Richard, I take it that is a "no, impossible"? :-) Rest assured: if the order weren't essential, and if I there were an obvious workaround, I wouldn't have bothered asking. As far as I can tell, there is no logic in the source's sort-order. It's the way it is, and certainly not the result of some sorting algorithm. (if only it were!) And it's that very way I copied the URLs into my input file. I don't know sed, but the alternative you suggest would be to loop through the individual URLs, and prefixing every output file. I had considered that as well (it can be done with a basic batch file), but wanted to try first if the single Wget call via an input file is possible. As this sounds much more efficient, and supposedly is amso quicker. Thx for your suggestions anyway. M. Van: "Richard Thomas" Aan: "Michel Kempeneers" Verzonden: Donderdag 12 december 2019 18:15:04 Onderwerp: Re: Wget: Adding a prefix to downloaded files? I'd look at why it's important you maintain the sort-order. Options would be to not require that. Or you could pre-sort the input folder so the output folder can be sorted with the same algorithm. Another option would be to generate the wget commands with your prefixes using something like sed.
Re: Wget: Adding a prefix to downloaded files?
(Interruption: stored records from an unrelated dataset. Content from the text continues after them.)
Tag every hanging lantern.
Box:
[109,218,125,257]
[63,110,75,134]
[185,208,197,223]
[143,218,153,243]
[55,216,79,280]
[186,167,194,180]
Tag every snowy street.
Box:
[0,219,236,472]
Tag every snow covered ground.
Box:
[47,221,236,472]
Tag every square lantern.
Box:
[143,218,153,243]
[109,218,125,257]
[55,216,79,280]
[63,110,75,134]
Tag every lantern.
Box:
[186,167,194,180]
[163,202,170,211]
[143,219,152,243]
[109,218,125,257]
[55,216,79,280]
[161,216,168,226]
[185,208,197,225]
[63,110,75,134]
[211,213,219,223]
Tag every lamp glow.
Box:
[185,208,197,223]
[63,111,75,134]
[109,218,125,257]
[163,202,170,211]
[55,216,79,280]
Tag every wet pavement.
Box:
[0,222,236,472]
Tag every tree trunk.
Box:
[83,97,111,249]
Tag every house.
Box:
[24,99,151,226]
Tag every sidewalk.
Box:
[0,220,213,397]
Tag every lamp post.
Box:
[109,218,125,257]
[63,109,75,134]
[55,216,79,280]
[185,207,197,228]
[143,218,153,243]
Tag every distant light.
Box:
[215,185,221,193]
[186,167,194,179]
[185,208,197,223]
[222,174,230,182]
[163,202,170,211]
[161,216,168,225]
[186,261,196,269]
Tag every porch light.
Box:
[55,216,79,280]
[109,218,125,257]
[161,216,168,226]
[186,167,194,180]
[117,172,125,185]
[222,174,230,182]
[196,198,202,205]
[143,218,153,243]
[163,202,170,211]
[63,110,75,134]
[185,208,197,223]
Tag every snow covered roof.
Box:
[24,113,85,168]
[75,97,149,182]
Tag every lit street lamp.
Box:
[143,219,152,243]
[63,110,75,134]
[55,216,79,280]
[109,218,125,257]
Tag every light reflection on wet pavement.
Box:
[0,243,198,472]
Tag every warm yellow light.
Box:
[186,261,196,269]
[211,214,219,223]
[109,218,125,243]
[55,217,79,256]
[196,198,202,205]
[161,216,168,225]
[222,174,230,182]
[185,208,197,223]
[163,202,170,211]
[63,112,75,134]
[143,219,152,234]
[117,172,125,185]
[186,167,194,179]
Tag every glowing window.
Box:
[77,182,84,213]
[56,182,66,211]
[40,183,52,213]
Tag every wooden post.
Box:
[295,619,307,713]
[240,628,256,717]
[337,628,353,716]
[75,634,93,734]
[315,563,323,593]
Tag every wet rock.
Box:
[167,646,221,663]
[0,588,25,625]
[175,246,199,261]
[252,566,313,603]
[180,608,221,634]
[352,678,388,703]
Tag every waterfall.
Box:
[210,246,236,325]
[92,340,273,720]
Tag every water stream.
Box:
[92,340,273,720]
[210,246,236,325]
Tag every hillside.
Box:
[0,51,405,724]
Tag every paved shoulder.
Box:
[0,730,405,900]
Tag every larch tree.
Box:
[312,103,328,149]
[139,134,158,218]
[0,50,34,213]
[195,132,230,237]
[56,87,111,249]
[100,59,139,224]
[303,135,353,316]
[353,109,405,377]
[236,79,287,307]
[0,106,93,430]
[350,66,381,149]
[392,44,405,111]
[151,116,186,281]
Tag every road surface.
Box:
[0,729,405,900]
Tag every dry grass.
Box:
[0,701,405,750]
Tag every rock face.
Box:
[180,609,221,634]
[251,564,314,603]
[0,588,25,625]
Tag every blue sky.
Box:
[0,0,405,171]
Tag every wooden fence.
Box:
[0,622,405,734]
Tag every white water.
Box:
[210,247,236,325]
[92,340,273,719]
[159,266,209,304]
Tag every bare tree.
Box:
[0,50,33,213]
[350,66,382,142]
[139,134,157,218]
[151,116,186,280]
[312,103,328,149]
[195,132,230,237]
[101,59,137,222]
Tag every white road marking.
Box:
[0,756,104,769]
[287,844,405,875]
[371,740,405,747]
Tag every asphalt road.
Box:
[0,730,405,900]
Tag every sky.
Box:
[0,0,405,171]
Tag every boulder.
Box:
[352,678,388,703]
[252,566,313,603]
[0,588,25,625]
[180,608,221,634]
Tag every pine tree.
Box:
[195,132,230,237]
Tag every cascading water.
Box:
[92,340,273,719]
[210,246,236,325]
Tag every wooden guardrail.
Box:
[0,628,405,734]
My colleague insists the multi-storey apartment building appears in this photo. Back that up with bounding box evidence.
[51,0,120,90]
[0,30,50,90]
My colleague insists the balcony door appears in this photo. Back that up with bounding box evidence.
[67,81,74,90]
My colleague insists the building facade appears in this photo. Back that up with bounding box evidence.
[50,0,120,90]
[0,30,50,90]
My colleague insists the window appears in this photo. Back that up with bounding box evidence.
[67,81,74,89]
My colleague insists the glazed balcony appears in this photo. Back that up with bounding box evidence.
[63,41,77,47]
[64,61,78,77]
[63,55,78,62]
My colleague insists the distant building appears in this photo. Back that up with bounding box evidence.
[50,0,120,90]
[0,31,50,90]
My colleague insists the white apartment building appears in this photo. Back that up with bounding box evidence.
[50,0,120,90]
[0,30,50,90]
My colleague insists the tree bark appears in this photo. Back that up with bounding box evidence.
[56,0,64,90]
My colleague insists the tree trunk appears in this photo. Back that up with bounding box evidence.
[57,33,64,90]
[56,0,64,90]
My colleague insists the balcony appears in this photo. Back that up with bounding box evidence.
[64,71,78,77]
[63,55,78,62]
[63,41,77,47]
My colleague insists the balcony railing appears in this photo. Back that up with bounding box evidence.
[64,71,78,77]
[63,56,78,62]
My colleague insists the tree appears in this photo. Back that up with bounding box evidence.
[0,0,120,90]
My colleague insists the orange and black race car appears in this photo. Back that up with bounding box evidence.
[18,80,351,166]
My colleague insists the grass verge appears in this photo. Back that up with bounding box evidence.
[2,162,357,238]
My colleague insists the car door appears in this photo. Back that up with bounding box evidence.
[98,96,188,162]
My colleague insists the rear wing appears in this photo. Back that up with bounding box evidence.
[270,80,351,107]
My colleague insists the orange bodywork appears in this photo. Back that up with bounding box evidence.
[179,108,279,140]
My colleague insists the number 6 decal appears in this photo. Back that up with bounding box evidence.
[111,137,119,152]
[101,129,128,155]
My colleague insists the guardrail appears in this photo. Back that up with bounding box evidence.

I'd look at why it's important you maintain the sort-order. Options would be to not require that. Or you could pre-sort the input folder so the output folder can be sorted with the same algorithm. Another option would be to generate the wget commands with your prefixes using something like sed. On 12/12/2019 6:25 AM, michel.kempene...@telenet.be wrote: Hi, I run into a particular problem when I'm trying to download a bunch of URLs I grouped together in file "input.txt" like this: wget -nv -a log.txt -P .\Images\ -i input.txt Some of these files are huge, hence take a long time to download. As a consequence, they will not appear in the same sorting order in the download folder as int he input folder, and that's a problem, as this order has its importance. I tried working around this problem by sorting the downloaded files using the "Date Created" info in Windows Explorer (that's a field which is not displayed by default, but it can be added to the folder pane as an extra column) But for reasons I don't understand, this order is also different --- maybe because Windows only considers a file as created when it is complete?? Hence, that's no solution either. So I wonder: is there a way to add a prefix (or even a counter) to a file when it is downloaded using Wget? This would be a piece of cake if it could be done in the input file "input.txt", but obviously, these are external URLs, hence they cannot be touched. Other tools like DownThemAll (aka "dTa"), the FireFox or Chrome extension which I use when a GUI can be used (as opposed to using a command line tool in a batch file), offers a prefix as a variable for the mask which can be applied to the names of the target files. This prefix is certainly not perfect (lacking a.o. some flexibility), but at least it allows to impose this desired order. So, does Wget have a similar construct? Or is there another solution which would preserve the source's file order? M.